The LORD your God is with you, He is mighty to save. He will take great delight in you, he will quiet you with His love, He will rejoice over you with singing. Zephaniah 3:17

"This above all: to thine ownself be true,And it must follow, as the night the day,Thou canst not then be false to any man."-Shakespeare-Hamlet

Seeking to know the Truth will lead us to His amazing grace. If there is one selfish thing you do for yourself today, seek His purpose! Seek Him for love, confidence, and peace. When you seek Him, you will find Him and He will fill you to overflowing. You will then be able to live freely in His love for you. A place that will leave you dancing!
 
May we know that He loves us, cares for us and wants more than anything to bring us close to His heart!

Wednesday, July 1, 2009

Fiddling with the Facilitator

Okay so many, many weeks ago I heard God speaking to my heart that He wanted me to facilitate a blog series on relationships. I wish I could tell you that from the moment He first started whispering until right now here in this very moment that I have felt nothing but elation, excitement, and in complete control. Yes that's what control freaks want to feel all the time! But friends its so not the case here. I have been overwhelmed, frightened, pushed a little too far, stretched, twisted! I have been fiddled with!
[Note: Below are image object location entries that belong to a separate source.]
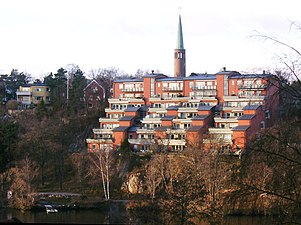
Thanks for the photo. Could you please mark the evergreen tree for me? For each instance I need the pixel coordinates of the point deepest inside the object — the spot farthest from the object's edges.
(76, 94)
(57, 83)
(14, 81)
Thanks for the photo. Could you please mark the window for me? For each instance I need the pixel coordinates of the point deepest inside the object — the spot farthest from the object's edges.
(262, 125)
(267, 114)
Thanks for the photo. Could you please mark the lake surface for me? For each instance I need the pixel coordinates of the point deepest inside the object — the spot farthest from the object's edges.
(113, 217)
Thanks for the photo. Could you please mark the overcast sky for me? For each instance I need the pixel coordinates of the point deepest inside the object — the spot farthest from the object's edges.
(40, 36)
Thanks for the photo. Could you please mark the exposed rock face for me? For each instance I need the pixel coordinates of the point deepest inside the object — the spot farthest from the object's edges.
(134, 184)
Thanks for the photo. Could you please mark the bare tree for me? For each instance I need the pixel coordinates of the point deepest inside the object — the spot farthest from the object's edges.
(102, 167)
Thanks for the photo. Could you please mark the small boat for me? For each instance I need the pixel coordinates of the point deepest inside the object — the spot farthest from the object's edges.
(50, 209)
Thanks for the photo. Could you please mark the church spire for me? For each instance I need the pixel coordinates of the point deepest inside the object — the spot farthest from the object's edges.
(179, 53)
(180, 42)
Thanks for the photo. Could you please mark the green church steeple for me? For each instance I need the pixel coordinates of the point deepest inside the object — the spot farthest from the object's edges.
(180, 42)
(179, 53)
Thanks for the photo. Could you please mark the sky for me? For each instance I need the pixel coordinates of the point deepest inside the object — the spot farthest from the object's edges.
(41, 36)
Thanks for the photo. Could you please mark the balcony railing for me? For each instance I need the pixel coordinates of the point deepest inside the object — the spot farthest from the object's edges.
(202, 88)
(252, 86)
(170, 89)
(27, 93)
(132, 89)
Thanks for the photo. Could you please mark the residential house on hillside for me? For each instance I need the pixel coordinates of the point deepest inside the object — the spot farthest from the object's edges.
(31, 94)
(157, 112)
(94, 93)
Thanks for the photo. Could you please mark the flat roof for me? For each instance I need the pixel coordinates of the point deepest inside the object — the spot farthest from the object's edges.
(122, 128)
(168, 118)
(205, 107)
(246, 117)
(240, 128)
(126, 118)
(194, 128)
(132, 109)
(251, 107)
(200, 117)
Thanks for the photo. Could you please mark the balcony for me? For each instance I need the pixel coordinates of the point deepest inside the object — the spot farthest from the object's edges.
(102, 131)
(172, 89)
(145, 130)
(110, 120)
(99, 141)
(141, 141)
(252, 87)
(243, 98)
(171, 142)
(140, 89)
(218, 119)
(23, 93)
(203, 88)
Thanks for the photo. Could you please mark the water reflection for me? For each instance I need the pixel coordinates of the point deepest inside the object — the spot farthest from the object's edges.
(112, 217)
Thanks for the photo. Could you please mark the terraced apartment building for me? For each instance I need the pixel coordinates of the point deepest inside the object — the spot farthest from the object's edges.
(162, 113)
Friends I believe we can't truly experience life without allowing God to fiddle with us. You see His fiddling is very purposeful. He doesn't just 'try' something out on us to see if it works, nope, He knows it will! So when He fiddles its all good!

Is it possible that when He fiddles with a mommas heart on releasing her boys into the next season and phase of their lives that there is eternal purpose? Is is possible that this fiddling that really hurts a mommas heart is all about relationship? A relationship in which God is asking me to trust Him above all else. Could this fiddling be about restoring relationships? Will the fiddling be worth it?


Dear Father God I want more than anything to be a girl living on purpose in relationship with You. I want my mind, heart, and soul to be filled with You. I want to trust You and submit to You in all things. Even when it seems what You are asking of me is really stinkin hard. I know You don't fiddle with me because You can, but because You want to. Your fiddling is full of Your heart extended and shared with me. Thank You for loving me before, now and tomorrow. I desire to be Your girl complete fiddled with on purpose. Amen

Friends as the facilitator of this series please know that I have been fiddled with by Our God and know that I believe its all on purpose!

May we allow Him to fiddle with us! May we trust Him, He knows just what needs tweaking and He knows just how to do it perfectly!